For cases when we want to process and analyze samples in parallel, it is convenient to merge them into a single object. Here, we read multiple files and aggregate them into a single object. To merge PXL files, we simply pass a list of file paths to the read() function.

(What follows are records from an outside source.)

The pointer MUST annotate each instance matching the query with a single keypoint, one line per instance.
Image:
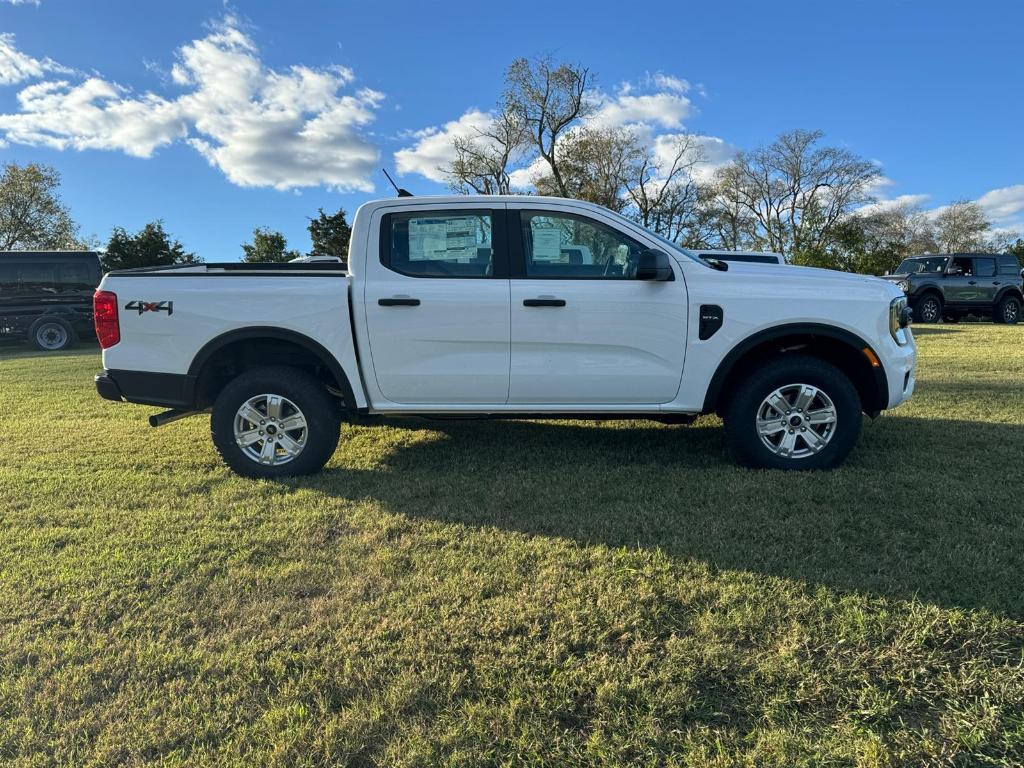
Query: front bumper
(901, 371)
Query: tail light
(104, 315)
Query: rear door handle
(398, 301)
(544, 302)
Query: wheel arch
(227, 354)
(843, 348)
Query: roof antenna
(401, 193)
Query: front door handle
(398, 301)
(544, 302)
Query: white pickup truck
(520, 307)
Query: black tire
(743, 409)
(928, 309)
(1008, 310)
(51, 334)
(318, 437)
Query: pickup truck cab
(508, 307)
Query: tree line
(34, 217)
(795, 196)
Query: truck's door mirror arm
(653, 264)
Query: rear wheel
(1008, 310)
(51, 334)
(796, 413)
(928, 309)
(274, 422)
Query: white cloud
(16, 66)
(667, 110)
(432, 148)
(260, 127)
(888, 204)
(669, 82)
(717, 153)
(1004, 206)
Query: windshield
(934, 265)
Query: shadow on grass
(924, 508)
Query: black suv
(46, 296)
(949, 286)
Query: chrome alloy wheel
(51, 336)
(796, 421)
(270, 429)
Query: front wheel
(1008, 310)
(795, 413)
(929, 309)
(274, 422)
(51, 334)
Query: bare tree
(596, 165)
(549, 99)
(32, 214)
(797, 192)
(663, 188)
(482, 160)
(962, 226)
(724, 222)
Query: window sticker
(547, 245)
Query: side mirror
(654, 265)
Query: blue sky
(218, 118)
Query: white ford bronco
(521, 307)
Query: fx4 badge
(152, 306)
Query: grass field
(515, 593)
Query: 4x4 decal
(152, 306)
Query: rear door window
(437, 244)
(1009, 265)
(984, 267)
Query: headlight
(899, 318)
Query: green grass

!curl -L -O -C - --create-dirs --output-dir {DATA_DIR} "{baseurl}/PNA062_unstim_PBMCs_1000cells_S02_S2.layout.pxl"
!curl -L -O -C - --create-dirs --output-dir {DATA_DIR} "{baseurl}/PNA062_PHA_PBMCs_1000cells_S04_S4.layout.pxl"

pg_data_combined = read([
DATA_DIR / "PNA062_unstim_PBMCs_1000cells_S02_S2.layout.pxl",
DATA_DIR / "PNA062_PHA_PBMCs_1000cells_S04_S4.layout.pxl",
])

Now calling any of the functions from the object will include the aggregated data from both samples:

pg_data_combined.adata().obs
n_umi1 n_umi2 n_edges n_antibodies reads_in_component n_umi isotype_fraction intracellular_fraction tau_type tau ... average_k_core k_core_1 k_core_2 k_core_3 k_core_4 svd_var_expl_s1 svd_var_expl_s2 svd_var_expl_s3 B_nodes_mean_degree A_nodes_mean_degree
component
00259f58c70ad3a1 12682 16831 76755 143 207161 29513 0.000474 0.0 normal 0.970740 ... 2.886830 6409.0 3221.0 7184.0 12699.0 0.305689 0.144510 0.122012 4.560335 6.052279
002d152256da292c 18491 24404 109344 158 293426 42895 0.002121 0.0 normal 0.971252 ... 2.817065 10641.0 6290.0 7079.0 18045.0 0.258788 0.184087 0.164557 4.480577 5.913363
016247a40001f2d2 3635 4557 27302 115 66749 8192 0.000122 0.0 normal 0.975658 ... 3.687500 1709.0 759.0 965.0 1448.0 0.214890 0.137352 0.088650 5.991222 7.510867
0189d9c1054ffa9d 5915 6029 32331 130 85856 11944 0.000251 0.0 normal 0.968044 ... 3.083724 2608.0 1285.0 2234.0 4133.0 0.218786 0.154800 0.093147 5.362581 5.465934
019f4673ca347f70 15761 18184 93848 141 259873 33945 0.000206 0.0 normal 0.971870 ... 3.109029 6857.0 3134.0 5429.0 16501.0 0.222410 0.196024 0.148939 5.161021 5.954445
... ... ... ... ... ... ... ... ... ... ... ... ... ... ... ... ... ... ... ... ... ...
ff3a0ce7e072da41 15618 22415 71715 158 163157 38033 0.000868 0.0 normal 0.970760 ... 2.184866 11059.0 9105.0 17648.0 221.0 0.268962 0.215883 0.156088 3.199420 4.591817
ff8043e7db6cec46 9961 13254 38293 158 87143 23215 0.001292 0.0 normal 0.938416 ... 1.989231 7296.0 8873.0 7046.0 0.0 0.277913 0.186823 0.164854 2.889166 3.844293
ff863128cf2cd4ad 9515 12783 36104 155 78148 22298 0.000852 0.0 normal 0.954077 ... 1.913849 7652.0 8915.0 5731.0 0.0 0.363647 0.193408 0.081201 2.824376 3.794430
ffbf15dbca4b1580 18862 25426 73312 158 163523 44288 0.001490 0.0 normal 0.952298 ... 1.976269 14435.0 16469.0 13384.0 0.0 0.406313 0.266356 0.155110 2.883348 3.886756
ffd0db962011b500 27491 37335 119640 158 254588 64826 0.000432 0.0 normal 0.965988 ... 2.136134 18735.0 18531.0 27560.0 0.0 0.283183 0.207696 0.158911 3.204500 4.351970

2137 rows × 22 columns

We have now seen how to load proximity network assay data, inspect its key properties and prepare the data for integrated analysis across experimental samples. In the next tutorial we will apply these skills and demonstrate how to quality control MPX data.